Maybe instead of making one huge pool of NAVRES personnel to deploy wherever and whenever they're needed, each reserve unit be allocated a counterpart full-time ship as a partner unit for personnel augmentation purposes.  Even more so, enhance the links between the regular force ships and their namesake cities (a lot of whom have reserve unit based there) by specifying that each reserve unit will train personnel to serve on the specific regular force ship (i.e., personnel from HMCS _York_ would deploy on HMCS _Toronto_, NCSM _Donnacona_ to NCSM _Montréal_, etc).  This could act as an incentive for new people who might want to join the NAVRES knowing they'll get a chance to serve at sea on their hometown's namesake ship, plus also push forth the idea of extending new tenders to locations that may be too far travel-wise from the unit in question to go to sea.

What do we get?

Well, we can pair up quite a bunch of reserve units with regular ships at the start:

HMCS _Cabot_ = HMCS _Saint John's_
HMCS _Carleton_ = HMCS _Ottawa_
HMCS _Cataraqui_ = HMCS _Kingston_
HMCS _Chippawa_ = HMCS _Winnipeg_
HMCS _Discovery_ = HMCS _Vancouver_
NCSM _Donnacona_ = NCSM _Montréal_
NCSM _Montcalm_ = NCSM _Ville de Québec_
HMCS _Nonsuch_ = HMCS _Edmonton_
HMCS _Queen_ = HMCS _Regina_
HMCS _Queen Charlotte_ = HMCS _Charlottetown_
HMCS _Scotian_ = HMCS _Halifax_
HMCS _Tecumseh_ = HMCS _Calgary_
HMCS _Unicorn_ = HMCS _Saskatoon_
HMCS _York_ = HMCS _Toronto_

Then we pick those naval reserve divisions who are close to the namesake hometowns:

HMCS _Brunswicker_ = HMCS _Fredericton_
HMCS _Malahat_ = HMCS _Nanaimo_
NCSM _Radisson_ = NCSM _Shawinigan_

For the rest, we'll try to go close distance, though some won't be lucky:

NCSM _Champlain_ = HMCS _Glace Bay_
NCSM _D'Iberville_ = HMCS _Moncton_
HMCS _Griffon_ = HMCS _Brandon_
HMCS _Hunter_ = HMCS _Whitehorse_
NCSM _Jolliet_ = HMCS _Goose Bay_
HMCS _Prevost_ = HMCS _Yellowknife_
HMCS _Star_ = HMCS _Summerside_

Again, the above links are just a proposal; I wouldn't know if this would be practical in real life when it comes to travel issues.
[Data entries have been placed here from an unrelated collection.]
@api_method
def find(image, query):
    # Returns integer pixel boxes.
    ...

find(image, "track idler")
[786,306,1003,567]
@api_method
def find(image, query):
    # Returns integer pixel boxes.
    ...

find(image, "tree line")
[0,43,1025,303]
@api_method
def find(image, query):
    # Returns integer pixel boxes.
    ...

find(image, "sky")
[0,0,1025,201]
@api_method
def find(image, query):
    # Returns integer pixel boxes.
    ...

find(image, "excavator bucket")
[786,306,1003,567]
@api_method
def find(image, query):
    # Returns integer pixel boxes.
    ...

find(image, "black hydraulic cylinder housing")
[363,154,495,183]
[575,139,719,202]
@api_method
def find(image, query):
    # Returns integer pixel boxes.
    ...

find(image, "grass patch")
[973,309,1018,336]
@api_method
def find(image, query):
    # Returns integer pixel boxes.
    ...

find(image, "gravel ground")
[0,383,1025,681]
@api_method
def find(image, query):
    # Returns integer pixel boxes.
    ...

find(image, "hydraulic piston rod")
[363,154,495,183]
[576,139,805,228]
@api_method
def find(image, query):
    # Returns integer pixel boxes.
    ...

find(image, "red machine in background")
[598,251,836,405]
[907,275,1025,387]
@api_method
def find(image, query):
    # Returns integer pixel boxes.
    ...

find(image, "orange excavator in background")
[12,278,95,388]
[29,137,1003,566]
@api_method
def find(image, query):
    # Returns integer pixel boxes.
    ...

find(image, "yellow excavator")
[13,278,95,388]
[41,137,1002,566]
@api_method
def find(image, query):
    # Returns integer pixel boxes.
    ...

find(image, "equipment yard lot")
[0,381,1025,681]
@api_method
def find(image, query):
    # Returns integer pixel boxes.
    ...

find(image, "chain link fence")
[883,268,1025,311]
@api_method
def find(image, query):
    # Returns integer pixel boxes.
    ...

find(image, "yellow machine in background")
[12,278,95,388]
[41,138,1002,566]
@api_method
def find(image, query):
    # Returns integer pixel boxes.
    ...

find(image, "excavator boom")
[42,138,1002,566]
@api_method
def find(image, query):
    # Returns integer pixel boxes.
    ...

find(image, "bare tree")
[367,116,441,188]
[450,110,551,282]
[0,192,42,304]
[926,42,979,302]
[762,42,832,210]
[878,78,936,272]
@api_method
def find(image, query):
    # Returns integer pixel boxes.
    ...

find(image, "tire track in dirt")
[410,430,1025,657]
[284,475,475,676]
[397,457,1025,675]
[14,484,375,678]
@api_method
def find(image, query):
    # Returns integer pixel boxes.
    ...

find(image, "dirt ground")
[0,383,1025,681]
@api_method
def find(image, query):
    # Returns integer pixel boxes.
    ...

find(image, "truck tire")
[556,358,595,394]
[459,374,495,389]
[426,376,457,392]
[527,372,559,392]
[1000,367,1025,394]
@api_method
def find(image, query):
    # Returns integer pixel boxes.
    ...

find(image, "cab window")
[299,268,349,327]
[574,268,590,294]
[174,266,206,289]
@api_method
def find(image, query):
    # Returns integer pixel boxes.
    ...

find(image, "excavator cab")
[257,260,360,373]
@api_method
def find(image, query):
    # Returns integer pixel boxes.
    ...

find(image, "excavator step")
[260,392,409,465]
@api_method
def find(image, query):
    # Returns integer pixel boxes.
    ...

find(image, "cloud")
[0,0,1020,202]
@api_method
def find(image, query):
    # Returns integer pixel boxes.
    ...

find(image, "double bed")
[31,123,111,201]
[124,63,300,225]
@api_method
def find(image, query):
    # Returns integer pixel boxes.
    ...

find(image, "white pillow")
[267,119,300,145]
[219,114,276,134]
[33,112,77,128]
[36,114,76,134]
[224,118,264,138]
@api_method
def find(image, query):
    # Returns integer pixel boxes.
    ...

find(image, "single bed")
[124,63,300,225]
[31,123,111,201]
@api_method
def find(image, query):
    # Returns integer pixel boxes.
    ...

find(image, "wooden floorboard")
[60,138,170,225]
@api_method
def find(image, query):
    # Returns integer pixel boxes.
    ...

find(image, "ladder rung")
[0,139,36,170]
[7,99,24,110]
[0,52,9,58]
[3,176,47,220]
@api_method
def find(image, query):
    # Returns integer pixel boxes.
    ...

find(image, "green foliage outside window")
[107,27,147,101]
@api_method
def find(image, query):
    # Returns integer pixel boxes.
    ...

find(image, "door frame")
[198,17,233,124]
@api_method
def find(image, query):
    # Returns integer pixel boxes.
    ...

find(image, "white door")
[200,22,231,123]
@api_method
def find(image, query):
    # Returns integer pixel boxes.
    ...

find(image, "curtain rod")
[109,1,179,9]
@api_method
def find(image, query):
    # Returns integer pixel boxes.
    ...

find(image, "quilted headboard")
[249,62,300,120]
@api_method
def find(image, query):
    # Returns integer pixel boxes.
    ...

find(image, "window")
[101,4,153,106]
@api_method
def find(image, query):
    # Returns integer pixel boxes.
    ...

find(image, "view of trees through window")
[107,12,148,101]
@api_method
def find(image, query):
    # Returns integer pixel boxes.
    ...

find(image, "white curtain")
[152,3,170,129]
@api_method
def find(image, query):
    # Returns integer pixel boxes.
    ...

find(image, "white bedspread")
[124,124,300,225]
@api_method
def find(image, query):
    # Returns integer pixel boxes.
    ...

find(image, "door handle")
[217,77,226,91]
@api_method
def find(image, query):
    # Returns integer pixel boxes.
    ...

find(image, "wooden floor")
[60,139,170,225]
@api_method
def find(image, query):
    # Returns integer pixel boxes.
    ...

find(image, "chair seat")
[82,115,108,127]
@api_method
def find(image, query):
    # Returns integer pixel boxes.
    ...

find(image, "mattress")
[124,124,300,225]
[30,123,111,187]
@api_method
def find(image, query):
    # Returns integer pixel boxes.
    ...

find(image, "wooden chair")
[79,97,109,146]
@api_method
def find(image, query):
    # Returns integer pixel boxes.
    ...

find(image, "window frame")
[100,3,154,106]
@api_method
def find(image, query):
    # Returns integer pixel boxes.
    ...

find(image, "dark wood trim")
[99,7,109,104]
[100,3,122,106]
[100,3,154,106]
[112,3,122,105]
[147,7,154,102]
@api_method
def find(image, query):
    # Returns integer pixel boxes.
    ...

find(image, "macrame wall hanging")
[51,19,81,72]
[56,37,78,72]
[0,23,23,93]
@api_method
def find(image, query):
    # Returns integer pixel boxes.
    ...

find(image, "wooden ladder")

Now, once this gets going, this could prompt more interest from communities that don't have a naval reserve presence there to try to acquire one - this would require a lot of work in advertising and good will missions whenever the money comes available - thus make it possible for detached tenders to be sent out from each naval reserve unit to recruit from local populations.  This would expand the recruiting area base to more areas of the country that haven't ever been touched by the RCN whatsoever.  Even more so, as new ships come on line and old ones pay off, this could prompt even more interest in more areas of the nation.  Doing that would require a considerable amount of funds injected to get these new tenders/prospect naval reserve units off the ground, of course; whether or not this could ever get off the ground in the current fiscal situation is anyone's guess, least of all mine.
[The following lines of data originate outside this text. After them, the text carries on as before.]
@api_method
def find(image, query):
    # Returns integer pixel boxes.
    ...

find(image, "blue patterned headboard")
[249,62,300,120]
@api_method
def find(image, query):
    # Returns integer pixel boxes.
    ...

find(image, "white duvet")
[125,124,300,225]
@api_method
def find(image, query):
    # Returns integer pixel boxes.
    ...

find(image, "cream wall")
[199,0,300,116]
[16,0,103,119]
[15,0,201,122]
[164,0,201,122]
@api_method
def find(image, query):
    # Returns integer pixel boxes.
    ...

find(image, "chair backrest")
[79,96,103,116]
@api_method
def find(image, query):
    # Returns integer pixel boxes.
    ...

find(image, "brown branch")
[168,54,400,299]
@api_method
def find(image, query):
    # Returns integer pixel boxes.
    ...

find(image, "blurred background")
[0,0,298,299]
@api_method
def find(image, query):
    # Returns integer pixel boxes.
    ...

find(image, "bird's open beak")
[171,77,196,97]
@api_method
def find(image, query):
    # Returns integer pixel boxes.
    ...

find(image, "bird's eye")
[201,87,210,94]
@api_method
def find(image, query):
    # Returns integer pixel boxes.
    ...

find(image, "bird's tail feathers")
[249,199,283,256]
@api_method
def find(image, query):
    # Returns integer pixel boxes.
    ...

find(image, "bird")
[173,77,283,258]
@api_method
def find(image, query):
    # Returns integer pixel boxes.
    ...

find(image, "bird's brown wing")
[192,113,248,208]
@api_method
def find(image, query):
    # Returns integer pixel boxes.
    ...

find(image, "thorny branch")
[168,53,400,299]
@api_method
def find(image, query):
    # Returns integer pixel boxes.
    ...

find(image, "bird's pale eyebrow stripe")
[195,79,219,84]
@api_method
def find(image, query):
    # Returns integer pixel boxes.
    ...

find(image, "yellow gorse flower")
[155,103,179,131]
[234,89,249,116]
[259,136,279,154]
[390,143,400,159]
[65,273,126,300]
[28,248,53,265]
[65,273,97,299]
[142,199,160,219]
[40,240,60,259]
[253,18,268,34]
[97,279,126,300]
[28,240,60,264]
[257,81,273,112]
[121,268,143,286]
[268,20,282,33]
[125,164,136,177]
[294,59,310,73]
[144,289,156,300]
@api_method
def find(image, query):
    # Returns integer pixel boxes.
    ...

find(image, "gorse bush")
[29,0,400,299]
One problem I've always seen concerning reserve personnel numbers is that there are areas of the nation which have no reserve unit (regardless of environment) anywhere within realistic travelling range.  Even a simple renting of property in places like Corner Brook (link to the submarine, naturally), Moncton, Fredericton, Summerside, Brandon, Nanaimo or even as far north as Whitehorse or Yellowknife (both of whom can be accessed by road and there is the land link to Inuvik from Yellowknife to allow ships from MARPAC to come up north for both operations and exercises, BTW) could do a lot to make more people interested in seeking life in the service...and with the current climate causing some considerable changes in how people commute to work - with the desire to keep travel times short, I believe - the idea of getting more reserve units for all services alike would be of benefit.  Especially when we have situations like the current COVID-19 emergency demanding all hands on deck from the military to help out.

Again, this or something like this could all fall short thanks to the money question, but the government is diving already deep into long-term debt and yearly deficits.  Even more so, the actions of the the CFHSG personnel who've gone out into long term care facilities have clearly shown that an increased military personnel base is always good for emergencies.

Just my  :2c:


----------



## daftandbarmy (1 Jun 2020)

Fred Herriot said:
			
		

> Maybe instead of making one huge pool of NAVRES personnel to deploy wherever and whenever they're needed, each reserve unit be allocated a counterpart full-time ship as a partner unit for personnel augmentation purposes.



That's a great idea. We should do the same in the Army where, for example, the 'Fort Rupert Light Horse' is aligned with the Strathconas and is required to augment them on exercises and operations. One of the benefits might be to attract retirees from the Reg F unit into the Reserve unit, doing both a favour through their continued service.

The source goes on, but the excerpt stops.